She stopped above him and he could see her face. Mr. Hobbs was chilled to the bone. Her arm was raised, a bony finger pointing to the treetops above her hovel.

"He's gone. Didn't you see him? He went off among the treetops. You won't see him again." She waited a moment, and then went on, in most ingratiating tones: "Would you care to come into my house? I can show you the road he took. You—"

But Mr. Hobbs, his hair on end, had dropped the rein of King's horse and was putting boot to his own beast, whirling frantically into the path that led away from the hated, damned spot! Down the road he crashed, pursued by witches whose persistence put to shame the efforts of those famed ladies of Tam O'Shanter in the long ago; if he had looked over his shoulder, he might have discovered that he was followed by a riderless horse, nothing more.

But a riderless horse is a gruesome thing—sometimes.


CHAPTER IX

STRANGE DISAPPEARANCES

The further adventures of Mr.
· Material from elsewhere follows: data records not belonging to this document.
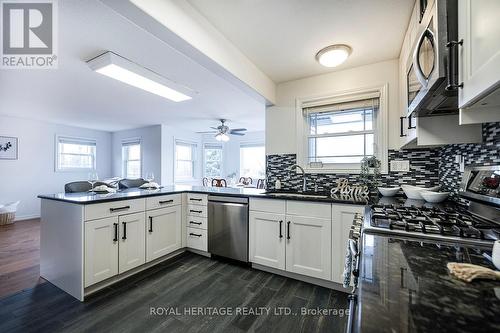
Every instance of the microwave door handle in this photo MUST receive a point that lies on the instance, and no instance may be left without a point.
(452, 72)
(416, 64)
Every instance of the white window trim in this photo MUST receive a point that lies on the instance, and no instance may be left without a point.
(218, 145)
(75, 138)
(381, 125)
(132, 141)
(195, 159)
(251, 143)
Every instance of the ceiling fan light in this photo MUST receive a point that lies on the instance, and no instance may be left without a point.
(333, 55)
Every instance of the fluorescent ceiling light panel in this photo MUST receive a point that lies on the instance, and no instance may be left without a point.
(124, 70)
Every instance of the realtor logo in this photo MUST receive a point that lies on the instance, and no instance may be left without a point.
(28, 33)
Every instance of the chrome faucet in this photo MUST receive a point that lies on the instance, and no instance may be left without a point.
(296, 166)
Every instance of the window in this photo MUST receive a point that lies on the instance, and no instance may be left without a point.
(338, 132)
(253, 161)
(131, 158)
(341, 133)
(184, 160)
(75, 154)
(212, 155)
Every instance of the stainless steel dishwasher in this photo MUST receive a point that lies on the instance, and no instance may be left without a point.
(228, 227)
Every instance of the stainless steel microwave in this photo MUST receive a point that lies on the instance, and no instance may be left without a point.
(433, 72)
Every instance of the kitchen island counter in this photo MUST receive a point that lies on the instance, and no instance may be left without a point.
(405, 286)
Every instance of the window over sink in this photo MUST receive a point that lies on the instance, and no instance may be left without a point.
(131, 158)
(336, 132)
(213, 163)
(185, 158)
(75, 154)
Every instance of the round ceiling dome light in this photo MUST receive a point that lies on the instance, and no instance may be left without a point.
(333, 55)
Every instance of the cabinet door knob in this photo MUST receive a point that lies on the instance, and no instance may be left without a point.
(124, 230)
(115, 225)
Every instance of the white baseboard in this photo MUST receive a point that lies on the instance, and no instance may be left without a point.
(26, 217)
(308, 279)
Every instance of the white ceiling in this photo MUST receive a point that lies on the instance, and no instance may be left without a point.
(75, 95)
(282, 36)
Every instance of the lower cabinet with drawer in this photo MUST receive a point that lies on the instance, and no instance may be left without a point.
(290, 235)
(164, 230)
(113, 246)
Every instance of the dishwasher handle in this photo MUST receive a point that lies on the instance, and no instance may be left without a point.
(224, 200)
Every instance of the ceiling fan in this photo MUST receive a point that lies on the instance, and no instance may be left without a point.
(222, 131)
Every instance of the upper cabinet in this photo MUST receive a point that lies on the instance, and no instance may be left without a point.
(425, 131)
(479, 56)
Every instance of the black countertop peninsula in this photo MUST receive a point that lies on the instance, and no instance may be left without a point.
(89, 198)
(405, 286)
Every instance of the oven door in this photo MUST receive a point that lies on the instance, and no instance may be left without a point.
(351, 270)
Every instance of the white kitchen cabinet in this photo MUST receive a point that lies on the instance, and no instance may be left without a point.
(163, 232)
(308, 246)
(132, 247)
(101, 249)
(305, 243)
(197, 239)
(427, 131)
(267, 239)
(342, 217)
(479, 60)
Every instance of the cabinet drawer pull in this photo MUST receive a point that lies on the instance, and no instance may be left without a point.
(193, 222)
(115, 225)
(117, 209)
(124, 230)
(165, 201)
(401, 121)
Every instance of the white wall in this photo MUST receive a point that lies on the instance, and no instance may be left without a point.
(231, 149)
(168, 137)
(280, 119)
(33, 173)
(150, 150)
Hobbs on this memorable afternoon are quickly chronicled, notwithstanding the fact that he lived an age while they were transpiring, and experienced sensations that would still be fresh in his memory if he lived to be a hundred.
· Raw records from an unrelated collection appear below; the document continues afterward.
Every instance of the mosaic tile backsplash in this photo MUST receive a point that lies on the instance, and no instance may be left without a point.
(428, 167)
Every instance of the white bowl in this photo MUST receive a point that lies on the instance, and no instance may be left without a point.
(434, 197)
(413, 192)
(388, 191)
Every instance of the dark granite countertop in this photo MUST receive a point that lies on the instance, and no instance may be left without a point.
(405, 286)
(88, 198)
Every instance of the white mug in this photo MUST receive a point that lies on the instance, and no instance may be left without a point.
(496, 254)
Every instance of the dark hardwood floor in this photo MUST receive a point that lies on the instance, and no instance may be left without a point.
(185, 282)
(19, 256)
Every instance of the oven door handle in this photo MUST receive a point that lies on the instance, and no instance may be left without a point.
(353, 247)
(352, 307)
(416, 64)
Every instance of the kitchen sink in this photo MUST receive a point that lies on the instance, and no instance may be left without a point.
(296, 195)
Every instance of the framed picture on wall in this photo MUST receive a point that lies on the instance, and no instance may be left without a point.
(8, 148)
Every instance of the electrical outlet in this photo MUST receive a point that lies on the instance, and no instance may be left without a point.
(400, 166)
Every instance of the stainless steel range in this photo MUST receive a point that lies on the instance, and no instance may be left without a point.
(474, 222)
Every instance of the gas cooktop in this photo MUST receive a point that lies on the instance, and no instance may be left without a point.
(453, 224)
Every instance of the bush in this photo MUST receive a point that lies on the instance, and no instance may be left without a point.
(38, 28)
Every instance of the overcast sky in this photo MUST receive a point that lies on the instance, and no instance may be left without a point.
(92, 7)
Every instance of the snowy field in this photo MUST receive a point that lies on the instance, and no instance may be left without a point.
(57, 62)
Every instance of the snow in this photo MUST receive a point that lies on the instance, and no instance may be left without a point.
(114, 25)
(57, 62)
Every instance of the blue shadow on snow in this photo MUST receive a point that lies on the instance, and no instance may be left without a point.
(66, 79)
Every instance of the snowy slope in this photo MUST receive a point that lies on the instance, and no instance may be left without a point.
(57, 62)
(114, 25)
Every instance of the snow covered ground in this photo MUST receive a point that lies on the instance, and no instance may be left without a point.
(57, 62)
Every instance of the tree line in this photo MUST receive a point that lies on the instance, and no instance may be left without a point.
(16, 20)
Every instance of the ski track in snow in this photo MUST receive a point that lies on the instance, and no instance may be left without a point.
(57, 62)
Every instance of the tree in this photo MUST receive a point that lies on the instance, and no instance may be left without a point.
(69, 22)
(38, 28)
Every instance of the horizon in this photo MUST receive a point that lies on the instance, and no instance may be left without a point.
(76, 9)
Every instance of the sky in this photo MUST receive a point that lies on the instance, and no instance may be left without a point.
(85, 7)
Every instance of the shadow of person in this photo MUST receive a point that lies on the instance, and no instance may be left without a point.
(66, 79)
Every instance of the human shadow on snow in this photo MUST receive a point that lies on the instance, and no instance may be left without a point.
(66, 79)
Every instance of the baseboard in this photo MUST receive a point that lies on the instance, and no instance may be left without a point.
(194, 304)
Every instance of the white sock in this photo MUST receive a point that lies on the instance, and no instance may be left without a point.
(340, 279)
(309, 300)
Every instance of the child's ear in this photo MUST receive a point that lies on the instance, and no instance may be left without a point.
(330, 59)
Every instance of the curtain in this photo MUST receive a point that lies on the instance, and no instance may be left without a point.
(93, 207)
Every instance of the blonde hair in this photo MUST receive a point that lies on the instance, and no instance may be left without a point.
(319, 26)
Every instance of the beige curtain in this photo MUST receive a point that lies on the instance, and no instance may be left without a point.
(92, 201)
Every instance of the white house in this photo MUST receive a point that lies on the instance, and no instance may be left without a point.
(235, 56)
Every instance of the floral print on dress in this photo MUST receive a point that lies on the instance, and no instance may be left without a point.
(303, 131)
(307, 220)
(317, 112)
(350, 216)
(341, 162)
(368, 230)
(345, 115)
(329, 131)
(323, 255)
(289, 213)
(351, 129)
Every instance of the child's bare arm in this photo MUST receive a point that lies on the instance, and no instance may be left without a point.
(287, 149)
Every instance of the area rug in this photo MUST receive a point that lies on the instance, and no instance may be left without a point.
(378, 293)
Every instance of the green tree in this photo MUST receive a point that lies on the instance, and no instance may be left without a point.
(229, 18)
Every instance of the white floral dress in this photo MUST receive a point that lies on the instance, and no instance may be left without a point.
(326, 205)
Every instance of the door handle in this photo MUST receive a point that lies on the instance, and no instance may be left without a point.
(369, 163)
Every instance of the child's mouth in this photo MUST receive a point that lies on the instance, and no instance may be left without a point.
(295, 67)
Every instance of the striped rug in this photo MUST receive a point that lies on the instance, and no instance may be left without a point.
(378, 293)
He was scarcely well out of sight of the cabin when his conscience began to smite him: after all, his patron might be in dire need of his services, and here he was, fleeing from an old woman and a whiff of smoke! Hobbs was not a physical coward, but it took more than a mile of hard-ridden conscience to bring his horse to a standstill. Then, with his heart in his mouth, he slowly began to retrace his steps, walking where he had galloped a moment before. A turn in the road brought him in view of something that caused him to draw rein sharply. A hundred yards ahead, five or six men were struggling with a riderless bay horse.

"My Gawd!" ejaculated Hobbs. "It's his horse! I might have known!"